If you are reading this blog you are probably a student or scholar working in a particular academic discipline. Take a moment and think of something within this discipline that you know well, something you have reason to believe is true. (At some level, after all, knowledge is justified, true belief.) It may be a simple, practical fact or complex theoretical insight. Think of something, in any case, that you might confidently assert among your peers. I’m not suggesting that holding such beliefs is the only thing you do, nor even the most important thing. I’m just reminding you that you do hold some beliefs in this way, and I want you to call one of these beliefs to mind.

Now subject this belief to doubt. Draw the belief into question. Ask yourself how you know that this thing is true. Ask yourself how good your reasons are, how likely your reasons to believe it are to be wrong. Keep in mind that it’s possible to be wrong for the right reasons or right for the wrong reasons. When was the last time you checked the sources that support your belief on this matter? Could new evidence have come to light? Might you simply be remembering the story in a convenient but ultimately inaccurate way? Pull the belief out of the space in which you are quite certain about it, and imagine it in a tougher room. Put it in a state of crisis. Think critically about it, just for a moment.

Now make up your mind. Is it true or false? What sort of investigation, if any, will you have to carry out to decide? What sorts of reasons will you bring to bear on this question? Are they the same as the ones you started with? (Your belief may remain firm during this process, though your reasons to hold it change.) Take about 10 minutes to consider the matter.

Okay, now find a peer to discuss it with. Ask them for 20 minutes of their time to talk through your doubts about something that you had previously been quite certain about. Your peer might immediately share your doubts, or even be quite sure you were wrong all along. Or this conversation itself might raise doubts in the mind of your peer. In any case, try to explain the conclusion you reached. Seek their input and advice. But don’t let the conversation go on and on. After twenty minutes, thank them and be on your way.

Finally, take a moment to write a single paragraph that supports, elaborates or defends your current belief on the matter. If your peer ended up disagreeing with you, you might consider writing the paragraph with them in mind, defending your belief against their objections. If your peer had a hard time understanding you, you might elaborate your meaning. If your peer found your assertion difficult to believe, try writing a paragraph that supports it with evidence. Don’t spend more than half an hour on this.

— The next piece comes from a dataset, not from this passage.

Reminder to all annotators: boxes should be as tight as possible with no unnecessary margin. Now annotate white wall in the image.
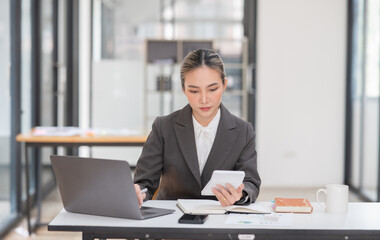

Hopefully the value of this exercise is obvious. It will let you experience your mind, your voice and your prose style directly. It will give immediate information about the quality of your thinking, your speaking and your writing. Pay attention to how you went about deciding what to think, what to say, and what to write. And notice that this is giving you important insight into how you think, speak and write. It’s also showing you how you can improve your ability to do these things.

Finally, please notice that they support each other. Or, at least, they support each other when you are doing them well; when you are not concentrating, they may undermine each other. In any case, the clarity of your mind and your voice will be apparent in the clarity of your style. Your style and your voice represent your mind, we might say; your writing and speaking represent your thinking. You do well to train these abilities and strengthen the connections between them.